Here's the problem statement:
Let $X = \{ x:\mathbb{N}\to\{0,1\}:\{i\in\mathbb{N}: x(i) = 1\}$ is finite $\}$.
The function $b_\infty: X \to \mathbb{N}$ defined by $b_\infty(x)=\sum_{i=0}^{\infty} x(i) \cdot 2^i$ is well-defined and bijective.
First let's prove injectivity.
Let $x_1,x_2 \in X$
Let $j\in\mathbb{N}$ be the largest $i$ s.t. $x_1(i) = 1$. Define $k \in \mathbb{N}$ similarly for $x_2$.
Let $x_1' = \{x_1(0), x_1(1), ...,x_1(j)\}$ and $x_2' = \{x_2(0), x_2(1), ...,x_1(k)\}$.
Then we can rewrite $b_\infty(x_1')=\sum_{i=0}^{j} x_1' \cdot2^i$ and $b_\infty(x_2')=\sum_{i=0}^{k} x_2' \cdot2^i$.
So, in general $b_\infty(x')=\sum_{i=0}^{n} x' \cdot2^i$ which is the decimal representation of a binary expansion and demonstrably injective.
I'm now stuck trying to prove $b_\infty$ is surjective.

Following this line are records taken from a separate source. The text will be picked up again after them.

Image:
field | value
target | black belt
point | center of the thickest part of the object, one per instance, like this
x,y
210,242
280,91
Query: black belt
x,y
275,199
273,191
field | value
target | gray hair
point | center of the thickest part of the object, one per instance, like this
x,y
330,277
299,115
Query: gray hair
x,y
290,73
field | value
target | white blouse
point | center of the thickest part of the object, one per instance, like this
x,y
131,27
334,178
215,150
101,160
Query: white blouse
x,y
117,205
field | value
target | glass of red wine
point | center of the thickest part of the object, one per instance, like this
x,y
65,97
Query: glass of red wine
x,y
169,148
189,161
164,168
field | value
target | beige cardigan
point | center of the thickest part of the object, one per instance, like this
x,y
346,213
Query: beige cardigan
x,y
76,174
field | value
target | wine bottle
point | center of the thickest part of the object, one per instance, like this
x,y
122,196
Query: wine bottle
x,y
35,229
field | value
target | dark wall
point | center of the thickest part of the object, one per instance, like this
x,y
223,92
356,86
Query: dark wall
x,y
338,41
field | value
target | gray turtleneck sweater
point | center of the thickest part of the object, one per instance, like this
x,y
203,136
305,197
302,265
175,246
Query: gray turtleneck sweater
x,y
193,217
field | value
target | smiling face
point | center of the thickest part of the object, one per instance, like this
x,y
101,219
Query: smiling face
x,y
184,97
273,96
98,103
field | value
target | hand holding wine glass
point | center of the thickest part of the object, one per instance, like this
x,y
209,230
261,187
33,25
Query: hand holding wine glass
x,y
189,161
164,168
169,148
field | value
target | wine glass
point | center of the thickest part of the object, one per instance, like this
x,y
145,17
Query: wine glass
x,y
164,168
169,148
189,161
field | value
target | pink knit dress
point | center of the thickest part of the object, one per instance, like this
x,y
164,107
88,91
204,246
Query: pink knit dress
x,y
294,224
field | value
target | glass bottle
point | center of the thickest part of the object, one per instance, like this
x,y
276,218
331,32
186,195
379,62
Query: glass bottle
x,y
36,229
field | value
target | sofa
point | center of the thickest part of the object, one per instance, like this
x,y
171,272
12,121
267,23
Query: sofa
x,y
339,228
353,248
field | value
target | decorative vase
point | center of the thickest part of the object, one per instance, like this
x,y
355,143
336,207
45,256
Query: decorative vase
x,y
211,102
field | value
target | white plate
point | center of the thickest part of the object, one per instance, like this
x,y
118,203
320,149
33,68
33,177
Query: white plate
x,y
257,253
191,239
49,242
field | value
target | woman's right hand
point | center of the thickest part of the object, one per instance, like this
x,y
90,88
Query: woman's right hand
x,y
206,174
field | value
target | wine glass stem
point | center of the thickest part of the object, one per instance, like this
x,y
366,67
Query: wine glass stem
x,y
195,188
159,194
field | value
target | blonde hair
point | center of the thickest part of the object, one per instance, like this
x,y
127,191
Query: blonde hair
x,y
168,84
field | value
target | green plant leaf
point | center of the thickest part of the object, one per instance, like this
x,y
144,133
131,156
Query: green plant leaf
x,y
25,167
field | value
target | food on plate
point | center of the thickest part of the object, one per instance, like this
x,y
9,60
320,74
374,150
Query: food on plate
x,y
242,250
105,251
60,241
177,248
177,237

$X$ must have the same cardinality as $\mathbb{N}$, correct? If so, I can use the fact that $b_\infty$ is injective to conclude that $b_\infty$ is surjective using the pigeonhole principle. But how can I show this mathematically?
Thanks in advance!